Co-Evolutionary Algorithm Based on Lagrangian Method for Hydrothermal Generation Scheduling

• Main Authors: Ming-Huei Ke, 柯鳴輝
• Other Authors: Ruey-Hsun Liang
• Format: Others
• Language: zh-TW
• Published: 2002
• Online Access: http://ndltd.ncl.edu.tw/handle/93080292719922847798

碩士 === 國立雲林科技大學 === 電機工程系碩士班 === 90 === In this thesis, the co-evolutionary algorithm (CEA) based on Lagrangian method is proposed for three optimization problems with economic dispatch, unit commitment, and hydrothermal generation scheduling. At first, the main purpose of economic dispatch is to minimize the production cost and the constraints to be satisfied by dispatching the power outputs of the generating units, based on the curves of the generating cost, under a given electrical load.

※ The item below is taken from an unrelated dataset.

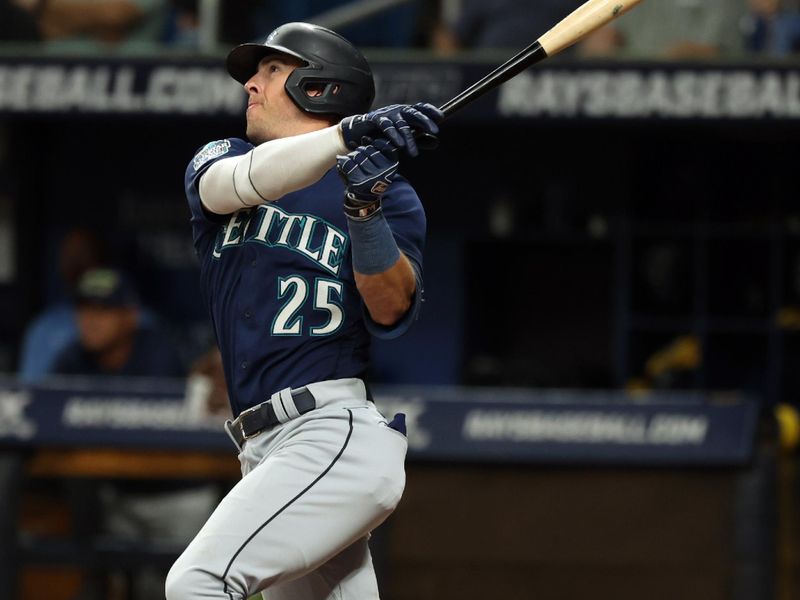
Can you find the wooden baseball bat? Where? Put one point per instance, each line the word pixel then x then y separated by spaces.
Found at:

In addition, units with prohibited operating zone and line losses are considered for being similar practical power system. The next, the main purpose of unit commitment is to minimize the overall production cost and the constraints to be satisfied by finding a set of feasible on/off status combination of thermal units under the study periods and a given electrical load. Finally, the main purpose of hydrothermal generation scheduling is to minimize the overall production cost and the constraints to be satisfied by scheduling the power outputs of all hydro and thermal units under the study periods, a given electrical load, and limited water resource. In the algorithm, genetic algorithms are successfully put into the Lagrangian method. The proposed algorithm has two procedures. At first, Lagrangian function is formed from primal problem by Lagrangian method, and then defining as dual function. Secondary, the co-evolutionary algorithm employs two genetic algorithms to parallelly evolve control variables and Lagrange multipliers of dual function. The best advantage of genetic algorithm is to easily perform mathematical calculations. Regardless of the characteristic of the objective function, genetic algorithm does not have to modify the designing rules, and it possesses the ability of going over local solutions toward global optimal solution. Therefore, genetic algorithm can improve the disadvantage of traditional Lagrangian method, which updates Lagrange multipliers according to the degree of violating system constraint by gradient algorithm, and further searching out global optimal solution. Finally, practical applications of the proposed algorithm have been verified on the Taiwan power system for the effectiveness on economic dispatch, unit commitment, and hydrothermal generation scheduling. Numerical results show that the proposed co-evolutionary algorithm based on Lagrangian method is a very effective method for searching out global optimal solution.